[The Blue Pavilions by Sir Arthur Thomas Quiller-Couch]@TWC D-Link book
The Blue Pavilions

CHAPTER IV
3/23

In his hot fit he forgot all about Tristram, who, tired of listening, had slipped away among the gooseberry-bushes, with a half-eaten slice of bread and butter in his hand.
The fruit proved green and hard--for it was now the third week of May--and by the time his bread and butter was eaten the boy had a fancy to explore farther.
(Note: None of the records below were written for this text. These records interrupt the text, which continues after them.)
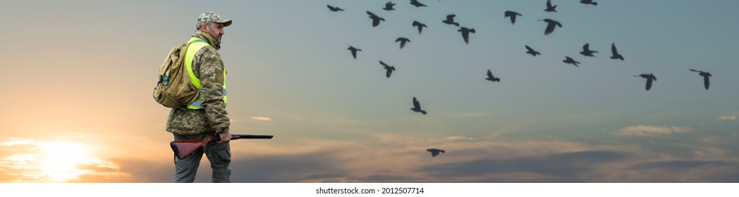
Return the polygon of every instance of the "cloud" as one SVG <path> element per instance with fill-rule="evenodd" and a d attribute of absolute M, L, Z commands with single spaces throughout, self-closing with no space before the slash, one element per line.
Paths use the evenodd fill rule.
<path fill-rule="evenodd" d="M 473 138 L 471 136 L 447 136 L 446 139 L 454 140 L 454 139 L 472 139 Z"/>
<path fill-rule="evenodd" d="M 269 117 L 251 117 L 251 119 L 254 120 L 256 120 L 256 121 L 270 121 L 270 120 L 272 120 L 271 118 L 269 118 Z"/>
<path fill-rule="evenodd" d="M 687 133 L 692 131 L 690 127 L 667 127 L 653 125 L 630 126 L 619 130 L 619 135 L 622 136 L 656 136 L 670 134 Z"/>
<path fill-rule="evenodd" d="M 718 117 L 718 120 L 734 120 L 734 121 L 737 121 L 737 115 L 736 114 L 729 114 L 729 115 L 719 116 Z"/>
<path fill-rule="evenodd" d="M 34 141 L 32 139 L 25 139 L 20 138 L 10 139 L 10 141 L 0 142 L 0 146 L 14 146 L 14 145 L 24 145 L 33 144 Z"/>

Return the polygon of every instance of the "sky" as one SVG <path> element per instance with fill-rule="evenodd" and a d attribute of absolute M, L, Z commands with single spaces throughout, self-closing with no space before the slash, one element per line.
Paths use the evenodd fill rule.
<path fill-rule="evenodd" d="M 170 182 L 152 90 L 205 11 L 231 132 L 275 136 L 231 142 L 234 182 L 739 182 L 739 1 L 4 1 L 0 182 Z"/>

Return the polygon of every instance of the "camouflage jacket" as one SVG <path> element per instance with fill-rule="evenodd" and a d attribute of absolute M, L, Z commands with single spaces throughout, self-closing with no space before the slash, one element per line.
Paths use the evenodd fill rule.
<path fill-rule="evenodd" d="M 217 51 L 220 43 L 209 34 L 195 32 L 194 38 L 208 41 L 205 46 L 195 53 L 192 69 L 200 80 L 202 86 L 198 90 L 202 109 L 191 110 L 174 108 L 167 118 L 167 131 L 189 135 L 205 132 L 225 132 L 228 131 L 230 120 L 223 102 L 223 61 Z"/>

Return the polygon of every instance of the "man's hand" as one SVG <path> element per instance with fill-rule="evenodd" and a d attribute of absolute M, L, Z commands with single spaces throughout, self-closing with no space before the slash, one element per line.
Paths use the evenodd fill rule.
<path fill-rule="evenodd" d="M 221 141 L 218 141 L 219 144 L 228 143 L 231 141 L 231 131 L 226 131 L 225 133 L 218 134 L 218 136 L 221 137 Z"/>

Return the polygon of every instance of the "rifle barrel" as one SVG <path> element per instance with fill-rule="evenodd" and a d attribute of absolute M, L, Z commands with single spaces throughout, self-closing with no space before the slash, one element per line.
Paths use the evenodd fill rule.
<path fill-rule="evenodd" d="M 272 135 L 231 134 L 231 139 L 272 139 Z"/>

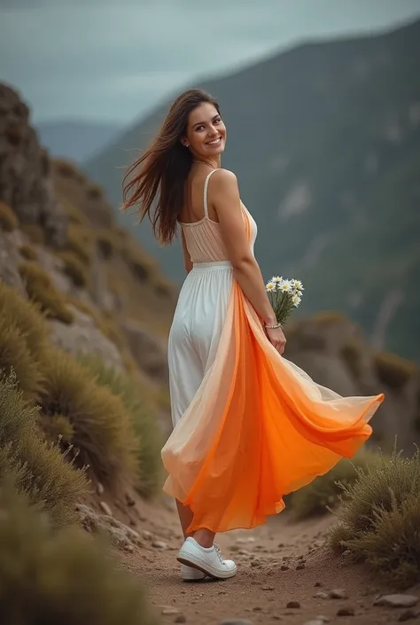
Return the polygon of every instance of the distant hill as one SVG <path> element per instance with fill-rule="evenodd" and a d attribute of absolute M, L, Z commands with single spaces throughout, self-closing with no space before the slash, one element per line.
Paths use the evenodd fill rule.
<path fill-rule="evenodd" d="M 305 43 L 195 86 L 221 102 L 222 164 L 258 222 L 264 276 L 299 277 L 305 312 L 339 309 L 377 348 L 420 358 L 420 20 Z M 168 104 L 86 163 L 115 207 L 127 150 L 147 145 Z M 133 229 L 180 281 L 178 246 Z"/>
<path fill-rule="evenodd" d="M 103 149 L 121 126 L 91 121 L 45 121 L 36 126 L 40 143 L 53 156 L 82 162 Z"/>

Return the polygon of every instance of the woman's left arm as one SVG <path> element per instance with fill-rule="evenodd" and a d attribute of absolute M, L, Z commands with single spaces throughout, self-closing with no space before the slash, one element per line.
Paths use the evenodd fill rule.
<path fill-rule="evenodd" d="M 190 273 L 192 269 L 191 257 L 187 250 L 187 244 L 185 243 L 185 237 L 183 236 L 183 230 L 181 232 L 181 238 L 183 239 L 183 263 L 185 265 L 185 271 Z"/>

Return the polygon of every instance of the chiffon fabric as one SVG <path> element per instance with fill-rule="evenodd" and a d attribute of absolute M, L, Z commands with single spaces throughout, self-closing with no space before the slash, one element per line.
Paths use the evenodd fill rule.
<path fill-rule="evenodd" d="M 351 457 L 372 433 L 384 395 L 342 397 L 268 340 L 229 262 L 219 223 L 181 223 L 193 262 L 169 333 L 174 429 L 162 449 L 164 491 L 189 505 L 188 532 L 251 528 L 283 496 Z M 241 203 L 253 254 L 257 226 Z"/>

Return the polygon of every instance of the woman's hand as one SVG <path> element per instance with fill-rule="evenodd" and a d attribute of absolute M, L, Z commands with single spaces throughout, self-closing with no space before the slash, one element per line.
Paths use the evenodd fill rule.
<path fill-rule="evenodd" d="M 267 336 L 279 354 L 283 354 L 286 344 L 286 338 L 282 328 L 266 328 Z"/>

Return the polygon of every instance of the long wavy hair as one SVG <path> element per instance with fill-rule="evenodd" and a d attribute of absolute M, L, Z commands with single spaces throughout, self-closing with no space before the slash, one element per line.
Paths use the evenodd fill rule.
<path fill-rule="evenodd" d="M 190 113 L 208 102 L 220 113 L 214 98 L 199 89 L 182 93 L 172 104 L 155 139 L 128 169 L 122 180 L 121 210 L 138 204 L 139 223 L 146 215 L 153 234 L 164 246 L 176 234 L 176 220 L 184 202 L 185 182 L 192 154 L 183 145 Z M 128 180 L 129 179 L 129 180 Z"/>

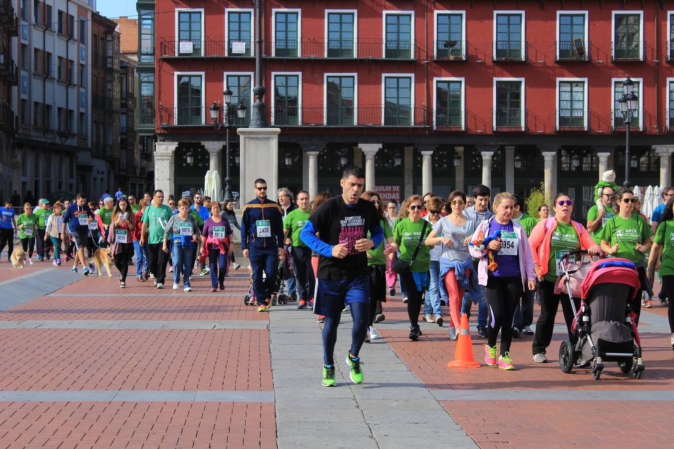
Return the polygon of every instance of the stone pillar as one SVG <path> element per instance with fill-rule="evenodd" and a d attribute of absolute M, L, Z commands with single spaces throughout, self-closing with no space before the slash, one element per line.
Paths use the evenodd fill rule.
<path fill-rule="evenodd" d="M 154 188 L 164 191 L 166 198 L 172 193 L 175 195 L 173 173 L 177 147 L 178 142 L 157 142 L 154 150 Z"/>
<path fill-rule="evenodd" d="M 557 193 L 557 152 L 558 147 L 544 147 L 543 182 L 545 186 L 545 201 L 551 201 Z"/>
<path fill-rule="evenodd" d="M 454 190 L 464 191 L 465 186 L 464 185 L 464 167 L 465 167 L 465 160 L 464 160 L 464 147 L 454 147 L 454 151 L 456 153 L 459 155 L 461 158 L 461 160 L 459 161 L 459 165 L 458 167 L 454 167 L 454 179 L 456 180 L 456 186 Z M 452 158 L 452 164 L 454 165 L 454 158 Z"/>
<path fill-rule="evenodd" d="M 241 203 L 255 197 L 254 182 L 267 181 L 267 195 L 275 199 L 278 189 L 278 135 L 280 128 L 239 128 L 241 141 L 239 179 Z"/>
<path fill-rule="evenodd" d="M 506 191 L 515 193 L 515 147 L 506 147 Z"/>
<path fill-rule="evenodd" d="M 381 147 L 380 143 L 359 143 L 361 151 L 365 155 L 365 191 L 374 191 L 375 186 L 375 156 Z"/>
<path fill-rule="evenodd" d="M 672 153 L 674 153 L 674 145 L 654 145 L 652 149 L 660 158 L 660 186 L 669 187 L 672 184 Z"/>

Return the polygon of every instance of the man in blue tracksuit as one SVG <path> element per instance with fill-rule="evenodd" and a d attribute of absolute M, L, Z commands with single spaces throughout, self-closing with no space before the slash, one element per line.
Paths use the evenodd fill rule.
<path fill-rule="evenodd" d="M 268 199 L 267 182 L 255 181 L 255 199 L 246 203 L 241 214 L 241 250 L 250 259 L 253 291 L 257 312 L 268 312 L 278 275 L 278 258 L 283 256 L 283 219 L 278 203 Z M 262 279 L 262 272 L 266 274 Z"/>

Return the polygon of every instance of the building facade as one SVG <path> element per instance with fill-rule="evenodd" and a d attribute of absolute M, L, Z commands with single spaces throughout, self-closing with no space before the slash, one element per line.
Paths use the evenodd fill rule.
<path fill-rule="evenodd" d="M 355 163 L 369 173 L 367 188 L 398 197 L 481 183 L 526 195 L 544 182 L 549 193 L 582 197 L 584 213 L 601 172 L 623 178 L 617 100 L 628 76 L 638 97 L 631 180 L 670 184 L 668 5 L 263 2 L 264 100 L 270 126 L 282 130 L 280 185 L 334 190 L 341 167 Z M 225 89 L 233 107 L 247 108 L 241 125 L 249 120 L 255 10 L 252 2 L 160 0 L 155 11 L 157 156 L 173 164 L 179 192 L 203 184 L 209 168 L 224 172 L 225 130 L 214 129 L 210 108 L 223 104 Z M 247 188 L 237 185 L 236 158 L 229 163 L 233 190 Z"/>

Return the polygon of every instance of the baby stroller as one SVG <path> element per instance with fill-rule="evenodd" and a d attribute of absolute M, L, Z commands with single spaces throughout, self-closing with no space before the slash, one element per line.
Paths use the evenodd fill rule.
<path fill-rule="evenodd" d="M 598 380 L 604 362 L 617 361 L 622 372 L 632 371 L 635 379 L 641 378 L 644 369 L 641 341 L 634 323 L 636 315 L 630 304 L 641 285 L 636 267 L 627 259 L 614 258 L 600 258 L 588 267 L 583 261 L 586 254 L 585 250 L 572 251 L 559 263 L 563 271 L 562 290 L 568 293 L 576 317 L 571 328 L 575 343 L 561 343 L 559 368 L 568 374 L 577 361 L 591 361 L 592 376 Z M 580 270 L 586 273 L 582 273 L 579 291 L 574 274 Z M 579 310 L 574 296 L 581 299 Z"/>

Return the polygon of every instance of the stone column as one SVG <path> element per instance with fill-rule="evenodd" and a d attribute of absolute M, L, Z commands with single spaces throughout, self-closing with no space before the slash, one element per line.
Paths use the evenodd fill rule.
<path fill-rule="evenodd" d="M 171 193 L 175 194 L 173 174 L 177 147 L 178 142 L 157 142 L 154 150 L 154 188 L 164 191 L 166 198 Z"/>
<path fill-rule="evenodd" d="M 375 188 L 375 156 L 381 147 L 380 143 L 359 143 L 358 147 L 365 155 L 365 191 L 374 191 Z"/>
<path fill-rule="evenodd" d="M 454 167 L 454 179 L 456 180 L 456 186 L 454 187 L 454 190 L 464 191 L 465 186 L 464 186 L 464 167 L 465 167 L 465 160 L 464 160 L 464 147 L 454 147 L 454 151 L 459 155 L 461 158 L 461 160 L 459 161 L 459 165 L 458 167 Z M 454 163 L 454 158 L 452 158 L 452 165 Z"/>
<path fill-rule="evenodd" d="M 241 203 L 255 197 L 255 180 L 267 181 L 267 192 L 274 198 L 278 189 L 278 135 L 280 128 L 239 128 L 241 141 L 239 179 Z"/>
<path fill-rule="evenodd" d="M 654 145 L 652 149 L 660 158 L 660 186 L 669 187 L 672 184 L 672 153 L 674 153 L 674 145 Z"/>
<path fill-rule="evenodd" d="M 506 191 L 515 193 L 515 147 L 506 147 Z"/>

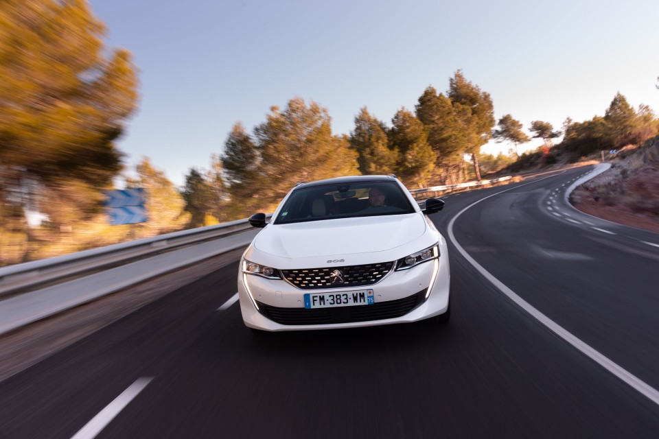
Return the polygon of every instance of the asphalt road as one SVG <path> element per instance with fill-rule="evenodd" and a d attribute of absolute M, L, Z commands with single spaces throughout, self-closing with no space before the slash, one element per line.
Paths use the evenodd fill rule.
<path fill-rule="evenodd" d="M 432 218 L 447 239 L 455 219 L 483 270 L 651 393 L 659 235 L 568 205 L 565 189 L 590 169 L 451 195 Z M 0 383 L 0 439 L 71 438 L 136 383 L 97 437 L 659 437 L 656 403 L 449 241 L 446 326 L 257 337 L 237 304 L 218 310 L 236 262 Z"/>

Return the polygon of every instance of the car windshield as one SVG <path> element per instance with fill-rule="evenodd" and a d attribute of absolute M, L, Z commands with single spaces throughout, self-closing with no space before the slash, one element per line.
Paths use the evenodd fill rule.
<path fill-rule="evenodd" d="M 275 224 L 413 213 L 414 208 L 395 182 L 360 182 L 296 189 Z"/>

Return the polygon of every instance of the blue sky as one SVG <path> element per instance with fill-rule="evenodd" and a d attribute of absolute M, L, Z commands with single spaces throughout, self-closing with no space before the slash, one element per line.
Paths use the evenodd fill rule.
<path fill-rule="evenodd" d="M 525 128 L 603 115 L 618 91 L 659 111 L 654 0 L 90 4 L 108 46 L 132 52 L 140 71 L 139 110 L 119 142 L 127 169 L 146 156 L 177 185 L 209 167 L 233 123 L 251 131 L 294 96 L 349 134 L 361 107 L 390 125 L 458 69 L 492 95 L 497 119 L 511 113 Z"/>

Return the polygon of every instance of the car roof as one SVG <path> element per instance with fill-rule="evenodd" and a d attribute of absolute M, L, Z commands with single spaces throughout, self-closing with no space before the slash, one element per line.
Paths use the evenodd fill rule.
<path fill-rule="evenodd" d="M 328 178 L 327 180 L 319 180 L 310 182 L 303 182 L 295 185 L 295 189 L 301 187 L 314 187 L 316 186 L 323 186 L 325 185 L 345 185 L 347 183 L 364 182 L 365 181 L 397 181 L 397 179 L 393 176 L 350 176 L 349 177 L 338 177 L 336 178 Z"/>

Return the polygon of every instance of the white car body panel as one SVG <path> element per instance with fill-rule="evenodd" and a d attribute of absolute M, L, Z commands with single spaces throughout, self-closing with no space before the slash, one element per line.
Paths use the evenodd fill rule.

He wandered through the strawberry-beds, and, finding nothing there but disappointment, allowed himself to run lazily after a white butterfly, which led him down to the front of the pavilion, over the parterres of budding tulips and across to an east border gay with heart's-ease, bachelor's buttons, forget-me-nots and purple honesty.

The scent of budding yews met him here, blown softly across from Captain Runacles' garden.

The white butterfly balanced himself on this odorous breeze, and, rising against it, skimmed suddenly over the hedge and dropped out of sight.
Now there was set, under an archway in this hedge, a blue door, the chinks of which were veiled with cobwebs and the panels streaked with the silvery tracks of snails.

By this _pervius usus_ (as Captain Runacles called it) the two friends had been used to visit each other, but since the quarrel it had never been opened.